The authors would like to acknowledge the significant contributions of the patients and families as well as the excellent study coordinators and project management teams supporting the GRASP consortium activities. This study was funded by ML Bio Solutions.

    Conflicts of Interest

    Dr. Alfano received consultant fees from Asklepios Biopharmaceutical and ML Bio Solutions via ATOM International and received funding via institution and royalties from Sarepta Therapeutics. Dr. James receives consulting fees from ATOM International (covers consultancy services provided to Genethon, PTC Therapeutics, Sarepta Therapeutics) and consultant fees related to advisory boards via Newcastle University for Sarepta Therapeutics. Dr. Vissing received consultant fees for serving on advisory boards for Sarepta Therapeutics, ML Bio Solutions, and Atamyo.
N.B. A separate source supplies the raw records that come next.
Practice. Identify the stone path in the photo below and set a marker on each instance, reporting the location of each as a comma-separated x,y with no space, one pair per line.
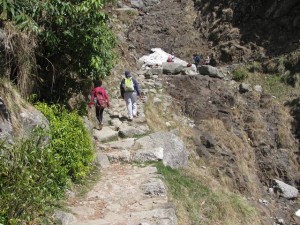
127,193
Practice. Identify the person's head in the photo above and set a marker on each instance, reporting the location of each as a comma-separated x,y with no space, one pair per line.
127,73
98,83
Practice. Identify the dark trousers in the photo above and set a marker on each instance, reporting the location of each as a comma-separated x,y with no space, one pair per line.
99,114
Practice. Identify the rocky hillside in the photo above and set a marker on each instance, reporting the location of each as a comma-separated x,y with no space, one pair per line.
239,30
244,137
232,31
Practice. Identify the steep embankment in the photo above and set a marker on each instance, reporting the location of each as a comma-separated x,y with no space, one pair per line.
244,138
232,31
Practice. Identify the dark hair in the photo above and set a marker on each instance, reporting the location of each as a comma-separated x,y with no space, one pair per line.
98,83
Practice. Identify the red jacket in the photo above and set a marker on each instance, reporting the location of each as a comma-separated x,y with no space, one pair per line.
102,91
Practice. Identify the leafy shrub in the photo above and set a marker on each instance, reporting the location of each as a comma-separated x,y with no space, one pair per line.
31,179
34,173
70,140
239,74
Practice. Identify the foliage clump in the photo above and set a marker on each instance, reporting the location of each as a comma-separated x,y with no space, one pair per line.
240,74
36,172
72,43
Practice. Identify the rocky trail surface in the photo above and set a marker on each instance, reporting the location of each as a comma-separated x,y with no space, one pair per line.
128,193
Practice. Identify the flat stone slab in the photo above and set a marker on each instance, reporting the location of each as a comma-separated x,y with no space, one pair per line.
126,194
106,134
122,144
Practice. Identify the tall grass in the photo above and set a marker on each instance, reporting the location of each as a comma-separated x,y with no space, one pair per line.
200,205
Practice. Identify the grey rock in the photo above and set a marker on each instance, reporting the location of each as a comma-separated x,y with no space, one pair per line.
172,68
102,160
210,71
154,187
144,155
88,124
258,88
189,71
157,70
174,155
117,156
124,144
137,3
243,88
130,131
65,218
288,191
106,134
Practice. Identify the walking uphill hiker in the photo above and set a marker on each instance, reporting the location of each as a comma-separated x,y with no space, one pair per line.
207,60
130,91
100,99
197,59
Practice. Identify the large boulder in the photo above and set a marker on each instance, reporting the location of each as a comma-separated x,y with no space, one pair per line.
210,71
22,123
174,152
172,68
Dr. Mozaffar received consultant fees for serving in an advisory capacity for Ask Bio and research funding from ML Bio Solutions. Dr. Lowes receives funding via institution and royalties from Sarepta Therapeutics. Dr. Weihl received consultant fees for advising ML Bio Solutions and Sarepta Therapeutics. Dr. Kang received research support from ML Bio Solutions and Sarepta Therapeutics. Dr. Johnson received research funds from AskBio, ML Bio Solutions, and Sarepta Therapeutics. He has received consulting fees AskBio. Dr. Johnson has stock options in Repeat RNA Therapeutics, Angle Therapeutics, and Myogene Therapies. KGP, KR, RA, AJ, AB, KML, SRHM, KDM, MAI, NFR, LP, TS, MW, SH, SS, MC, JMS, NS, MH, DGL, DJL, PBK, SH, UD have nothing to report.

    Data Availability Statement

    The data that support the findings of this study are available upon request from the corresponding author. The data are not publicly available due to privacy or ethical restrictions.